Éléments de génocide
Or, des pratiques destinées à « empêcher les naissances dans un groupe » ou à « infliger des dommages physiques ou mentaux aux membres d’un groupe » sont considérées comme des actes de nature génocidaire, selon la Convention pour la prévention et la répression du crime de génocide.
« Il y a suffisamment de preuves de sévices corporels, de stérilisation, de séparation d’enfants, assez d’images satellites qui montrent des camps qui s’agrandissent ou de mosquées détruites, pour conclure que les Ouïghours subissent un génocide », affirme Marie Lamensch, de l’Institut montréalais d’études sur les génocides et les droits de la personne.
Pour Qelbinur Sidik, la question ne se pose même pas.
La Chine est lancée dans une campagne qui vise à éliminer son peuple, dénonce-t-elle.
« Leur but est clair, c’est un ethnocide et un génocide ».
Voyage au cœur du goulag chinois
Le piège était gros comme le bras et Gulbahar Haitiwaji est tombée en plein dedans.
Cette ingénieure ouïghoure exilée depuis des années en France avec son mari et leurs deux filles a reçu un jour un appel d’un homme qui disait représenter son ancien employeur chinois, lui suggérant de rentrer à Karamay, dans le nord du Xinjiang, où elle a longtemps vécu, pour régler ses documents de retraite.
Gulbahar a commencé par se méfier, mais la démarche semblait incontournable. Elle s’est donc envolée vers la Chine un jour de novembre 2016. Elle n’en reviendra que deux ans et demi plus tard.
Dans un livre qui paraît le 16 février au Québec (Rescapée du goulag chinois), Gulbahar Haitiwaji raconte son passage dans un univers pénitentiaire impitoyable. Que lui reprochait-on au juste ? Pour l’essentiel, une photo de sa fille qui a participé à une manifestation de Ouïghours à Paris.
De la maison d’arrêt aux deux centres de détention où elle séjournera par la suite, elle connaît la faim, les interrogatoires insoutenables, l’humiliation des fouilles à nu, les injections de substances inconnues présentées comme des vaccins, les séances d’endoctrinement dignes de George Orwell.
Elle connaît aussi ces moments où, pour survivre, on doit se couper de soi, de ses émotions. Le sentiment que notre personnalité se dissout dans une torpeur où l’on perd la notion du temps.
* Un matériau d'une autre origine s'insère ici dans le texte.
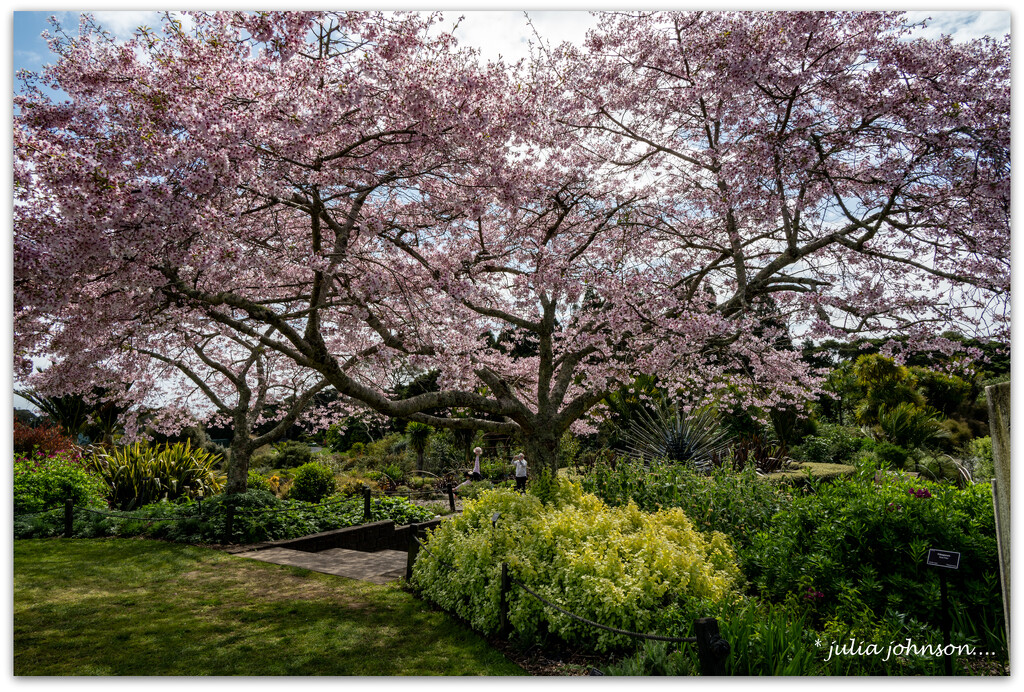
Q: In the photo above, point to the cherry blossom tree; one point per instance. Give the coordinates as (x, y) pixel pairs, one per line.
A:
(187, 372)
(858, 178)
(353, 193)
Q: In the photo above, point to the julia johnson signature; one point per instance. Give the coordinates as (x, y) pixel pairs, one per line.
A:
(908, 648)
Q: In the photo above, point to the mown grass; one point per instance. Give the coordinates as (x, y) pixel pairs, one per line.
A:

C’est la journaliste Rozenn Morgat, ancienne correspondante en Chine, qui a recueilli le récit de Gulbahar Haitiwaji et la laisse raconter son histoire à la première personne.
Même si elle reste terrifiée à l’idée de ce qui pourrait arriver à ses proches, Gulbahar Haitiwaji a choisi de témoigner à visage découvert.
L’une des rares survivantes des prisons chinoises à s’afficher publiquement, Mme Haitiwaji a multiplié les entrevues en France mais préfère ne plus parler aux médias.
La journaliste qui lui a « prêté sa plume » explique que Gulbahar Haitiwaji a délibérément choisi de désamorcer les éventuelles réactions des autorités chinoises à son livre. Par exemple, en parlant ouvertement de son aveu de culpabilité, livré sur vidéo après des jours d’interrogatoires insoutenables.
Rozenn Morgat souligne qu’en plus du récit humain, le témoignage de Mme Haitiwaji, dont la mémoire s’est réveillée au fil des conversations, permet de documenter, avec des détails d’une rare précision, le fonctionnement de l’appareil répressif chinois.
Emprisonnée au tout début de la campagne de répression contre les Ouïghours, Gulbahar Haitiwaji a vu « un système pervers devenir de plus en plus sophistiqué pour détruire ses victimes à petit feu ».